Os médicos dizem que estão lidando com uma crise sem precedentes de saúde mental em meio ao isolamento, ao medo da Covid-19 e a incertezas quanto ao futuro
Os médicos estão particularmente preocupados com o fato de crianças e idosos não receberem o apoio de que precisam devido ao fechamento de escolas, ao isolamento social e ao medo de hospitais.

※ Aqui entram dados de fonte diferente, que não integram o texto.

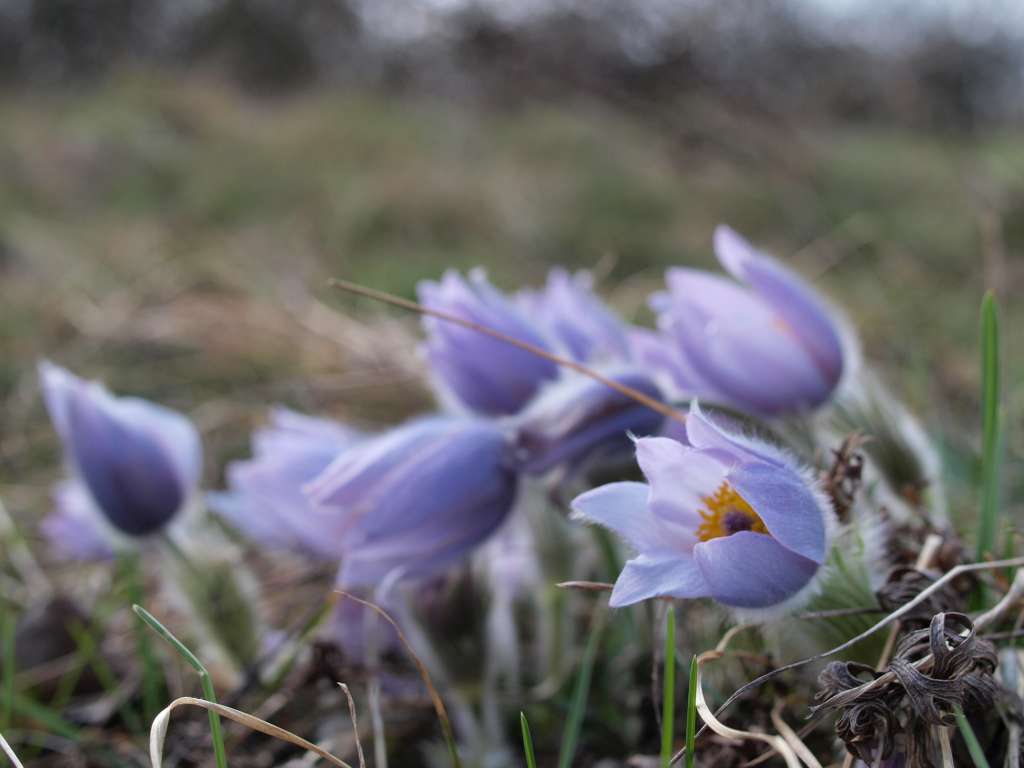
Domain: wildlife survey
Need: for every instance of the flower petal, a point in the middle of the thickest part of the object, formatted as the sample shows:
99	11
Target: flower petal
747	354
76	529
790	295
129	473
679	478
576	317
647	577
704	433
485	375
752	570
786	505
576	421
623	508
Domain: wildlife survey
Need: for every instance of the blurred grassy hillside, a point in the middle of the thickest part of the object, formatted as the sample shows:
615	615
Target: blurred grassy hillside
171	237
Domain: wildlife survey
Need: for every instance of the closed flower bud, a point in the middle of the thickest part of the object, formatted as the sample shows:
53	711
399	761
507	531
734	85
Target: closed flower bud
134	464
418	499
580	421
769	346
265	499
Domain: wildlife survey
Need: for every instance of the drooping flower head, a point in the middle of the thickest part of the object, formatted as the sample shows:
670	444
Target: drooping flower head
485	375
265	498
579	323
723	517
768	347
579	421
417	499
136	463
491	377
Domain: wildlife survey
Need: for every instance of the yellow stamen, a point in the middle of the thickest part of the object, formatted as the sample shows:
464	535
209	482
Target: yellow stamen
727	513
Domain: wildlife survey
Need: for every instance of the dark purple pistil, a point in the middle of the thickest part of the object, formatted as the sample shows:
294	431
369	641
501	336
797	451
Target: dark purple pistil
735	520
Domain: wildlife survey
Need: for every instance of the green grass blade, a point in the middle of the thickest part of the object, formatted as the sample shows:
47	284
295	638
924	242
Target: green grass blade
990	427
51	721
669	692
7	627
570	735
691	714
973	747
88	649
152	686
527	741
215	732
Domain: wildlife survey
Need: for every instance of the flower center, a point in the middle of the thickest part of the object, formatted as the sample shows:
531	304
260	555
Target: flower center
727	513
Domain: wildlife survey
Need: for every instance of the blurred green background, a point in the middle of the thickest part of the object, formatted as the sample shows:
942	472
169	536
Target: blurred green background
171	227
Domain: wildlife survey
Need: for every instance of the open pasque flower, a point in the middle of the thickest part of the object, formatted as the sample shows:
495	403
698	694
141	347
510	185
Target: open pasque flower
265	498
417	499
767	347
491	377
723	517
134	464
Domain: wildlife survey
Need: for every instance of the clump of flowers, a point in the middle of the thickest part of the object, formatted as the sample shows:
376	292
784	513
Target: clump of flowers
739	453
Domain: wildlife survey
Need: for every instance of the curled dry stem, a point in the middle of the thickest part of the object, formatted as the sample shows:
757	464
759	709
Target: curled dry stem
1010	599
158	732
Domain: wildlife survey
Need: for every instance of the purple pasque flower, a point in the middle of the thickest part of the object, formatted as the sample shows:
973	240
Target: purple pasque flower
417	499
72	529
579	421
485	375
137	462
769	346
576	318
724	517
265	498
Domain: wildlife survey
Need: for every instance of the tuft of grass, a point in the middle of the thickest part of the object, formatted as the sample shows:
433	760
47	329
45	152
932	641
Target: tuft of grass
691	714
990	411
215	732
973	747
570	736
669	691
527	741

Fatores como a solidão, o medo da Covid-19 e incertezas quanto ao futuro agravam doenças mentais pré-existentes e criam novos problemas para pessoas até então saudáveis.
Em uma pesquisa feita no Reino Unido, os psiquiatras relataram aumento no número de atendimentos de emergência relacionados a doenças mentais e uma queda nas consultas de rotina.

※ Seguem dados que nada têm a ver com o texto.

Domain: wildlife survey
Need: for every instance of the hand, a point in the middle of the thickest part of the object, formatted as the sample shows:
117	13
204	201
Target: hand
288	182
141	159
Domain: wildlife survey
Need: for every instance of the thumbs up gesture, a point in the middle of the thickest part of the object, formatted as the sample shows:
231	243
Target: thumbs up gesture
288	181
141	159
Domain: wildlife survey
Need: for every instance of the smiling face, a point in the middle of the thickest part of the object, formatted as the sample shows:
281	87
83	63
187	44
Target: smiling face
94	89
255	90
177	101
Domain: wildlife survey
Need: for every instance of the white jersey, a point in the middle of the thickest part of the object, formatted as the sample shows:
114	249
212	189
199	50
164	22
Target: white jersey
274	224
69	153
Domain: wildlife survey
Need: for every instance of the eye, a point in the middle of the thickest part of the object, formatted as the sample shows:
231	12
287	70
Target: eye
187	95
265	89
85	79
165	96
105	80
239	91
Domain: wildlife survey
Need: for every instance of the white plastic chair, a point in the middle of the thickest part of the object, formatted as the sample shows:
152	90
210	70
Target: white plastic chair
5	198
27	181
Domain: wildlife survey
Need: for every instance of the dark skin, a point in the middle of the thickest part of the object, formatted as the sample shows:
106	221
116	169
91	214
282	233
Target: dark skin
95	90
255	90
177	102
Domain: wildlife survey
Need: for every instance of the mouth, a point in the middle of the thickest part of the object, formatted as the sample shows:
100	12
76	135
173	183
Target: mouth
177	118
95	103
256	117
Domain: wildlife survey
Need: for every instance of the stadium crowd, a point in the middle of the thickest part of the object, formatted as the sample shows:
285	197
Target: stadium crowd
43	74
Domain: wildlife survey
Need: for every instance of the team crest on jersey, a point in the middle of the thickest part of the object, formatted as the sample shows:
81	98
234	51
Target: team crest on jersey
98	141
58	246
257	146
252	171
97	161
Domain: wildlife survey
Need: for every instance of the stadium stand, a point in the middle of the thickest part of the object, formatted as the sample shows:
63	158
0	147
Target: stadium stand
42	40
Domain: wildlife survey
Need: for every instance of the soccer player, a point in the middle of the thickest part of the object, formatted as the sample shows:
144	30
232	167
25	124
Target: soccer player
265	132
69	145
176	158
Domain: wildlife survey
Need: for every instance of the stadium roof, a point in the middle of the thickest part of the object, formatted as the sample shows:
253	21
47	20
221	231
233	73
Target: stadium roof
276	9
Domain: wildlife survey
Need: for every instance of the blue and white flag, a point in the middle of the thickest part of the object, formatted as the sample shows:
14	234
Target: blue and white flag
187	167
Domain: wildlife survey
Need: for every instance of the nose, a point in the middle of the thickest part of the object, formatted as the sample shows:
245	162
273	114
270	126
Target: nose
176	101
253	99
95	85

Eles afirmam que muitas pessoas deixaram de procurar ajuda mesmo com os serviços de saúde mental ainda abertos, e por isso acabaram chegando ao ponto em que atendimentos de emergência foram mais necessários.
‘Os pacientes evaporaram’
“Já estamos vendo o impacto devastador da Covid-19 na saúde mental, com mais pessoas em crise”, diz a professora Wendy Burn, presidente do Royal College of Psychiatrists (Colégio Real de Psiquiatras), no Reino Unido.

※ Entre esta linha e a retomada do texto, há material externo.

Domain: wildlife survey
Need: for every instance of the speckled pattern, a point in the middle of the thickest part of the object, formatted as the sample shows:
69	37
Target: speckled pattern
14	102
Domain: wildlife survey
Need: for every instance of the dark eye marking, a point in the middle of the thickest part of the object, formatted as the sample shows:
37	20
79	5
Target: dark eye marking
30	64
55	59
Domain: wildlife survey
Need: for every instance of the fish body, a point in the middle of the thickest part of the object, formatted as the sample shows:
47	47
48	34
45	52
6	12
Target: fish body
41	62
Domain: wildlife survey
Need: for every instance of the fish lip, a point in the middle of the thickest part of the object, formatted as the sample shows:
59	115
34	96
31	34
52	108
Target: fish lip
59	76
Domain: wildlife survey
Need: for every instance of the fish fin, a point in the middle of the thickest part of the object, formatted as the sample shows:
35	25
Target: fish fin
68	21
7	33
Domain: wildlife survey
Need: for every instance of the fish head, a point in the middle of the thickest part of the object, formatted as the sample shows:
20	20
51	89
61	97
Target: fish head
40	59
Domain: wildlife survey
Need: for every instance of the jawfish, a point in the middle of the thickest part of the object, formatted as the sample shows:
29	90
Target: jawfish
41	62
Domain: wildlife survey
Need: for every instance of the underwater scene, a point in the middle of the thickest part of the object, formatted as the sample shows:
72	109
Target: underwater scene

“E estamos muito preocupados com as pessoas que precisam de ajuda agora, mas não estão conseguindo. Nosso medo é que o ‘lockdown’ (fechamento total de comércio e serviço) esteja fazendo com que as pessoas guardem problemas que poderiam levar a um ‘tsunami’ de doenças mentais depois”.
A pesquisa da instituição de caridade Rethink Mental Illness, feita com 1.300 médicos de saúde mental de todo o Reino Unido, constatou que 43% haviam visto um aumento em casos urgentes, enquanto 45% relataram uma redução nas consultas de rotina.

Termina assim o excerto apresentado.